= La Latina TV =

French television channel (2005-2006)

La Latina TV was a French television channel catering the Latin American diaspora in Europe, particularly French-speaking areas. The channel existed from 2005 to 2006.

==History==
The channel was announced on 20 May 2004 with the aim of starting on 12 September, set to become the first channel targeting the Latin American community in France. Its output would consist of programs dedicated to Latin American culture, such as culture, music and tourism, as well as Latin American telenovelas. Its founder Guillermo Spivak, born in Argentina and living in France since 1981, spent €5 million to create the channel, which now had a new tentative launch date of 1 March 2005. At launch, it was scheduled to be carried on Canal Satellite and Noos. It was also expected that the channel's coverage area would increase to include Spain, Portugal, Germany and Italy, and provide 25 hours of original programming per week. Negotiations with major Latin American television companies were underway.

The launch was subsequently delayed to 1 May 2005. Programming was spoken in French, Spanish and Portuguese, with some of its programming being subtitled into French in an initial phase, followed by German and English in a second phase. According to a CSA ruling, 49% of its programming would consist of fiction, 21% music, 18% knowledge and 12% variety. Launch programming consisted of titles such as Oppenheimer presenta, the original program La movida latina about the Latin American cultural scene, Venezuelan telenovela Negra consentida, Mexican telenovela Destino de mujeres and the Colombian animated telenovela Blanca y pura. Feature films and documentaries from Latin American countries were also scheduled. Its programming was curated on purpose to attract Latin and non-Latinophile audiences. In terms of sports, it also announced its intent to air the CONMEBOL qualifiers for the 2006 FIFA World Cup, but none of the matches would be aired live.

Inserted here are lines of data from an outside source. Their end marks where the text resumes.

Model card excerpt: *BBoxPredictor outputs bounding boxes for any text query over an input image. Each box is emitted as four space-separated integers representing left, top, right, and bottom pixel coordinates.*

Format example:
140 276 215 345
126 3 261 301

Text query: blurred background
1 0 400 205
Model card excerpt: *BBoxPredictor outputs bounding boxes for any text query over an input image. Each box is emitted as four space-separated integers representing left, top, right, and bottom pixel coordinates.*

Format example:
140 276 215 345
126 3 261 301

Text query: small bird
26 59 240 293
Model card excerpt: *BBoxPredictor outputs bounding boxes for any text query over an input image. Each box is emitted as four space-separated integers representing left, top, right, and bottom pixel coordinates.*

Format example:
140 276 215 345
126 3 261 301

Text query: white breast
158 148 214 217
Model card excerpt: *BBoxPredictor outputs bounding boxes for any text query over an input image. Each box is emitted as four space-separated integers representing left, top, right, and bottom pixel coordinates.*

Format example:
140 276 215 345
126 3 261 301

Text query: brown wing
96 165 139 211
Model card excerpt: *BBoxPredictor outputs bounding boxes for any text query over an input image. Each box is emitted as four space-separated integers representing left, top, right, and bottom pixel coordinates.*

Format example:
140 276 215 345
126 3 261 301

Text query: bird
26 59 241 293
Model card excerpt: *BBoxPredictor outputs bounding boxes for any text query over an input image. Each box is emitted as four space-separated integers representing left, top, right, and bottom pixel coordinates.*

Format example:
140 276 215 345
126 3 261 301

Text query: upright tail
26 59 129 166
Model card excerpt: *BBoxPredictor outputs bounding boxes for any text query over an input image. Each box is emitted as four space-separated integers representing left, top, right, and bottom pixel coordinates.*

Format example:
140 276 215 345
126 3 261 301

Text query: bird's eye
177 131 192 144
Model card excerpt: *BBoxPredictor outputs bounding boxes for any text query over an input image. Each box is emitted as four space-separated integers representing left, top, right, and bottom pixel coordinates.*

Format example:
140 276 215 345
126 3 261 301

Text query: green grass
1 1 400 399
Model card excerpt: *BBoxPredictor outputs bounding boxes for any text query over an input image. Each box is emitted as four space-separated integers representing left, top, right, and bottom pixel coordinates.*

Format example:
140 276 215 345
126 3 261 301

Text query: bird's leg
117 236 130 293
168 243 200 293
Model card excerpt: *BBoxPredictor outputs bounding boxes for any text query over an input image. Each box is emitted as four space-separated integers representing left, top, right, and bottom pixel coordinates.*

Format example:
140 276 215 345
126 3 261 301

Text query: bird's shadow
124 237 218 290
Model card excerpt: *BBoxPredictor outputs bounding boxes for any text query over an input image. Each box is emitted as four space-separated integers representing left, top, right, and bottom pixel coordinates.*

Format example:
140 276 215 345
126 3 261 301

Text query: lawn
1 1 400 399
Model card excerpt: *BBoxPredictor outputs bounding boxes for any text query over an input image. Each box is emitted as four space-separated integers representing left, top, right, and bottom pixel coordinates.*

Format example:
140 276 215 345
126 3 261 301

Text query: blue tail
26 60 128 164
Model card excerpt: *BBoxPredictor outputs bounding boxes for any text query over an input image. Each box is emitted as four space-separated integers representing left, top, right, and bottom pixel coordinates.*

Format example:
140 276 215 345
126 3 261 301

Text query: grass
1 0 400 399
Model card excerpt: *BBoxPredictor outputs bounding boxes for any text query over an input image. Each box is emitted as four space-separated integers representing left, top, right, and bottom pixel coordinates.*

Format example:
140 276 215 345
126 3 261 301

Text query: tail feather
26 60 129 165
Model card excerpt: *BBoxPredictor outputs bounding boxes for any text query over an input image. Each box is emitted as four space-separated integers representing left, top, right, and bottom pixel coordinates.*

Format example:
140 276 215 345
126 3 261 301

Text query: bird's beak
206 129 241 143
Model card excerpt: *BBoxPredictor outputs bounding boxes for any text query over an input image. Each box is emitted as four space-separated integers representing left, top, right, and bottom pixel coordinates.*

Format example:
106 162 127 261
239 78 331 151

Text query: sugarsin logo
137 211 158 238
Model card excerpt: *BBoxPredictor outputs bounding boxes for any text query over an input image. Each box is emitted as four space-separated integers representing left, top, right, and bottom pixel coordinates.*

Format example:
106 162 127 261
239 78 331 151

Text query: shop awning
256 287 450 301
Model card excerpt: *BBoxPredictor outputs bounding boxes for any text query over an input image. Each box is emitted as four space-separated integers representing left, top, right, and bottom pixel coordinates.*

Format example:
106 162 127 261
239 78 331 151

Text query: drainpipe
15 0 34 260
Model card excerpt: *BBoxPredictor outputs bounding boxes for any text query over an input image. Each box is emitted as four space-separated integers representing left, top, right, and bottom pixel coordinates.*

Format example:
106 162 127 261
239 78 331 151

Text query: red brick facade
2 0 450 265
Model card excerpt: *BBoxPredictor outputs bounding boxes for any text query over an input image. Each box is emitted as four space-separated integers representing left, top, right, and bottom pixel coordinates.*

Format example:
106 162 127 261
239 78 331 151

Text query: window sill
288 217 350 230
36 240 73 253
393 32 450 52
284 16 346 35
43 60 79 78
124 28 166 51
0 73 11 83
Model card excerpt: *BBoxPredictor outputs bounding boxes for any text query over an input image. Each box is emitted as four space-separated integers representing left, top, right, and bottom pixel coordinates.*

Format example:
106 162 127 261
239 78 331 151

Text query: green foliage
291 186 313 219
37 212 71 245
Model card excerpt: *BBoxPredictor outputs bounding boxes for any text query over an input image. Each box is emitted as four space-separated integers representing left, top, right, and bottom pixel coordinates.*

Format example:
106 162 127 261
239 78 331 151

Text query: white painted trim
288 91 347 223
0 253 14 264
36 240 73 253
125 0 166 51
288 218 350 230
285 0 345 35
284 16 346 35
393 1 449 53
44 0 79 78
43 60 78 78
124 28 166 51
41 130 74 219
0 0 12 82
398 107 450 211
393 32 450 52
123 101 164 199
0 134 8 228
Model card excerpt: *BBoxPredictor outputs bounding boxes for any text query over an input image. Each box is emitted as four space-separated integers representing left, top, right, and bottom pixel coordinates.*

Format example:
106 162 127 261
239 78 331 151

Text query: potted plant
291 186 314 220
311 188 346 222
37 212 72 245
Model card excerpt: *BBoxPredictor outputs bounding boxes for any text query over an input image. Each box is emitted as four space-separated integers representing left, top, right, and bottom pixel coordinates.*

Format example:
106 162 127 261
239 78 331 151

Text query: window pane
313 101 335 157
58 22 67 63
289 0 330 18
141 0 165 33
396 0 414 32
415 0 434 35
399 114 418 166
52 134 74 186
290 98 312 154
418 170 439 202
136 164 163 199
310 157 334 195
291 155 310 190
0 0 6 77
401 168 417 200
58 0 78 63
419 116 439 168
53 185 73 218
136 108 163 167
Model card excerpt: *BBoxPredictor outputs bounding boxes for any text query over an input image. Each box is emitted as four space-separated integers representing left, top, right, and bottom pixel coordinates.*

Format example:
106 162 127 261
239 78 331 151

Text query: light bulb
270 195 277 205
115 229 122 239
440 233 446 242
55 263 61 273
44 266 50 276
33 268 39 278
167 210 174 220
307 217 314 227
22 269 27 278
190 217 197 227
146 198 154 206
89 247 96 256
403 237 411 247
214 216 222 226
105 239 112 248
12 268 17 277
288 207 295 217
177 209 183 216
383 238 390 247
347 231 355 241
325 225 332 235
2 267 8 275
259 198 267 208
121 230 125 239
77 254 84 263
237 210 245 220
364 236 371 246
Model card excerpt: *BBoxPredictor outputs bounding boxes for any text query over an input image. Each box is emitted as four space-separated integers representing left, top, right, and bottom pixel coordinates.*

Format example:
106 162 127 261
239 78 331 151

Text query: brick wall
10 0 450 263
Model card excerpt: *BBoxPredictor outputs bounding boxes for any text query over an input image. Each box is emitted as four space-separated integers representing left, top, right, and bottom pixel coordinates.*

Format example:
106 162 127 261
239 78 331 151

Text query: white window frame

Broadcasts of the channel began on 2 May 2005, on Canalsat and on Astra. In July, the channel was added to Freebox TV, increasing its subscriber base.

On 13 January 2006, La Latina TV announced that it would suspend operations at midnight on 31 January in order to improve its finances. The channel was set to resume in September that year with a new formula, consisting exclusively of telenovelas. The channel likely closed without starting under the new format.